Mentiría si no digiera que estaba emocionada con esta nueva oportunidad, aclaro que esta vez también tenia faringitis, pero ya con los recursos suficientes como para detectar que se trataba de una somatización desencadenada por temas pasionales, dejé de mirarme el ombligo y seguí adelante con el plan.
En cuanto la leyenda de “Subte Línea D: Próxima Estación Tribunales” parpadeó, baje heroica del asfixiante corcel gris, en segundos mis pies salieron del subsuelo y vieron luz; me encontraba frente al Emperador... tantas veces ignorado, el 38 pasa todos las mañanas por su portal y yo con él, seguramente perdida en alguna ventana, nunca antes lo había visto tan seductor.

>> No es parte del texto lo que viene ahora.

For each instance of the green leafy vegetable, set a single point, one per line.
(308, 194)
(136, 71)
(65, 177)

La lluvia amenazaba, me dirigí rápidamente a la boletería, tenia solo 15 minutos para realizar el trámite de compra venta, la fila nacía en el corazón del recinto, en su ventrículo izquierdo y asomaba su último eslabón por la vereda. Durante la espera escuché rumores varios, que no quedaban mas entradas, que el que tocaba el triangulo se había fracturado un dedo y se suspendía la función, que ya se había instalado un sector clandestino de reventa, que en zapatillas no entrabas... no recordaba que vestían mis pies, ante el temor de ser rechazada y ridiculizada en plena alfombra roja quise prevenirme y baje los ojos con sutileza, zapatillas negras... podían pasar por zapatos.. confianza... recordé una frase trillada pero muy cierta.. “todo es cuestión de actitud”.

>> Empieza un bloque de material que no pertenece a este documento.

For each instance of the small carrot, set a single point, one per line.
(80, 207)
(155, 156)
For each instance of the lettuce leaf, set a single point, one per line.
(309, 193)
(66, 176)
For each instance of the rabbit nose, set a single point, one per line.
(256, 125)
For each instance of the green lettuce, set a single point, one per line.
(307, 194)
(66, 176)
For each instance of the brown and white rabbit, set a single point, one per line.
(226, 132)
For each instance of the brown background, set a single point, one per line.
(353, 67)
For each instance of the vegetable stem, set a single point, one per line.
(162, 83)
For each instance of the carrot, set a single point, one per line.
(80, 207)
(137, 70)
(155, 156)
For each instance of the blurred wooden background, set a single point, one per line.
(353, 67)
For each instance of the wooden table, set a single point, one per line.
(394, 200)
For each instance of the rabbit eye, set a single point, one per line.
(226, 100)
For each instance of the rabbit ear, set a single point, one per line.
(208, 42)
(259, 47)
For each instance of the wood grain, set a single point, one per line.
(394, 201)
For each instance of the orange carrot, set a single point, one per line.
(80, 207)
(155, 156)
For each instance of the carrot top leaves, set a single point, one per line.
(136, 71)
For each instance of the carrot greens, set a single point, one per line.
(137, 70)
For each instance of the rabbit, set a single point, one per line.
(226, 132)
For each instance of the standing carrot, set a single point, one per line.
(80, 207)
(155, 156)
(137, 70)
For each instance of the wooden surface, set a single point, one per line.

Creyéndome la dueña de Grimoldi, caminé lentamente por el corazón del emperador, mi turno, cara a cara con el vendedor de ilusiones, la pregunta temida... ¿qué sector prefiere? grillos... no tenía idea de cuantos sectores había, lo más cerca que había estado de un concierto habían sido mis conquistas barriales de rock and roll en Cemento, a lo sumo Obras Sanitarias, pero estaba segura que acá campo no había. Eludí la respuesta con otra pregunta. ¿Cuánto salen las localidades?, el muchacho susurró 1, 3, 5 y 10 pesos, creo que él también estaba indignado... yo no lo podía creer, tanto protocolo, tanta estética, tanta cosa para algo que sale menos que los recitales del Pitty.. pensé en cuánto valía escuchar a Sole y su violín, 1 peso.. una miseria, 10 pesos.. es tirar la plata, deme la de 5 por favor, solucionado el tema.
Corridas, codazos, caos elitista, el vaho a perfume avejentado me producía alucinaciones auditivas, logro llegar, me cortan la entrada, segundo piso ubicación central, platea balcón fila 4 asiento 32.

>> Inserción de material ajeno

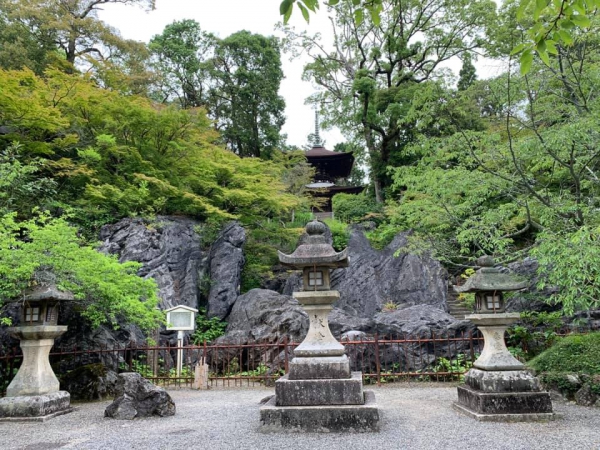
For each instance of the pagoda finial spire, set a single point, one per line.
(317, 135)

Ya estaban afinando las cuerdas, en el centro, primer atril, Sole; el hombre del triangulo con todos sus dedos sanos al fondo a la derecha y yo erotizada en asiento de terciopelo rojo.
Del lateral izquierdo, correteando cual Laura Ingalls ingresa el director, aplausos, aplausos, se bajan las luces, penumbras, un hilo de silencio, tenso... abrieron a pleno con Jaccobe.
La música me produjo una catarata de imágenes, video clip, una tras otra sin descanso, flashes en diapositivas, me imaginé bailando vestida de cisne al mejor estilo bjork, sembrando habas en algún campo australiano (si es que las habas se siembran y en Australia hay campos), nadando en océanos infinitos rodeada de bellos peces, Soledad enérgica atravesada por espasmos orgásmicos agitaba el arco, sus rulos desenfrenados se liberaban de su hebilla invisible, me encontraba en lo mas alto de la montaña convertida en un samurai cuando el filo de unos aplausos compulsivos secuestró mi ensoñación.
Anunciaron un intervalo de 10 minutos, decido recorrer los pasillos y salgo del balcón. Me encontré con un amigo de Sole, Emi, un hombre fascinante, interesantísimo, de una inteligencia brillante, conversamos apasionadamente el tiempo que duro el corte y volví al nicho preferencial de butacas carmesí creyendo nuevamente en el amor.
Los músicos se reubicaron, entró Laura Ingalls con el mismo trotecito histérico, pero esta vez lo hizo acompañado, de su mano ingresó una niña de unos 13 años enfundada en un largo vestido de noche color salmón, dejaba ver su arma, arco y violín. La gente de pie la ovacionaba mientras yo me preguntaba quién era este personaje cuya única intención, claro estaba, era opacar a mi querida Soledad.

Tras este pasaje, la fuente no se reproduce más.